Posted in: Film Noir, Interviews

Interview: Eddie Muller, the Ambassador of Film Noir

Author, critic, film authority and festival programmer Eddie Muller was branded “The Czar of Noir” by James Ellroy for his knowledge of and passion for the subject. Since publishing Dark City: The Lost World of Film Noir and programming a film noir festival in Los Angeles in 1998, Muller has become not simply the most prominent film noir authority in the U.S., he’s become an ambassador for film noir as the organizer, programmer and Master of Ceremonies of the Noir City Film Festival in San Francisco (and in the smaller traveling Noir City offshoot) and as the president of the Film Noir Foundation, the non-profit organization that puts on Noir City and uses the proceeds to fund film restoration. The Eighth Annual Noir City (with 24 films in 12 programs over 10 days) unspooled at the Castro in San Francisco in January 2010 and the Seattle incarnation (14 films over 7 days) opened on Friday, February 19. (The Hollywood incarnation at the historic Egyptian Theater, where Muller programmed his first film noir festival, is scheduled for April.) I spoke with Muller by phone between the San Francisco and Seattle series and we talked movies, noir icons, film preservation and the thrill of seeing film noir on the big screen. (My profile and preview of the series is at The Stranger here.)

Noir City 2010

This is the eighth year of Noir City, and the fourth road show edition of Noir City in Seattle. How have you been able to develop it into such a big annual event?

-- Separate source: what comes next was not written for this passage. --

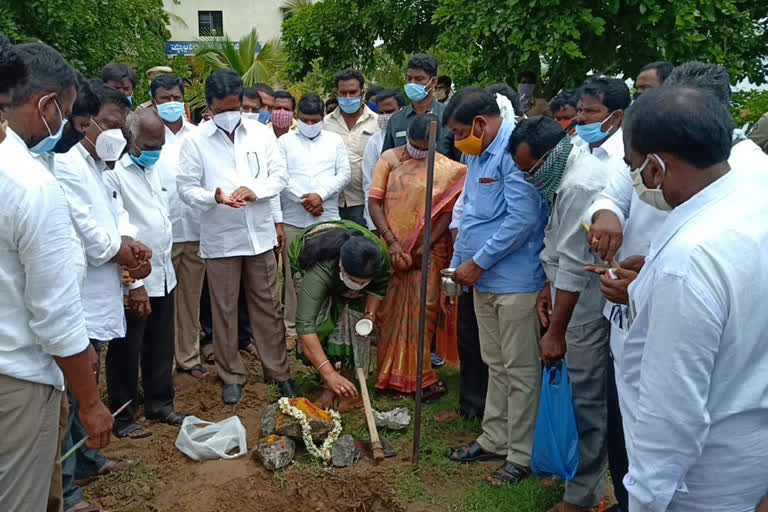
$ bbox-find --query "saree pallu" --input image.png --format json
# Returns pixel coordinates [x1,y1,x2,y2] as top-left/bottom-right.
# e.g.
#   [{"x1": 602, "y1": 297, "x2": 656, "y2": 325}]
[{"x1": 370, "y1": 147, "x2": 466, "y2": 393}]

First off, it’s the eighth Noir City Festival we’ve done in San Francisco but I’ve actually been doing them, oh my God, this will be my eleventh year in L.A. at the American Cinemateque, which is where I actually started doing it. But those early ones at the Egyptian weren’t Noir City events, that’s a San Francisco thing, there’s where it was started. And it really was like the perfect storm, in a way. It’s a combination of showing the right kind of films in the perfect venue in San Francisco at the exact right time of year. Beyond that, I guess that somehow it works that people like to have a personality or a face attached to it that they recognize, so that has been helpful, it turns out, that I’m so associated with this festival and that I’m a San Franciscan, that certainly has helped in San Francisco. So that’s really it. There’s nothing else competing in San Francisco at that time of year, is winter, it makes sense for film noir, the Castro is the perfect place to show these films. People have turned it into a real happening and that’s really—besides the restoration work and all kind of stuff—it is fascinating to me that we have show, somehow, that you can draw a thousand people on a weeknight to watch sixty-year-old black-and-white films in a theater. It is pretty remarkable.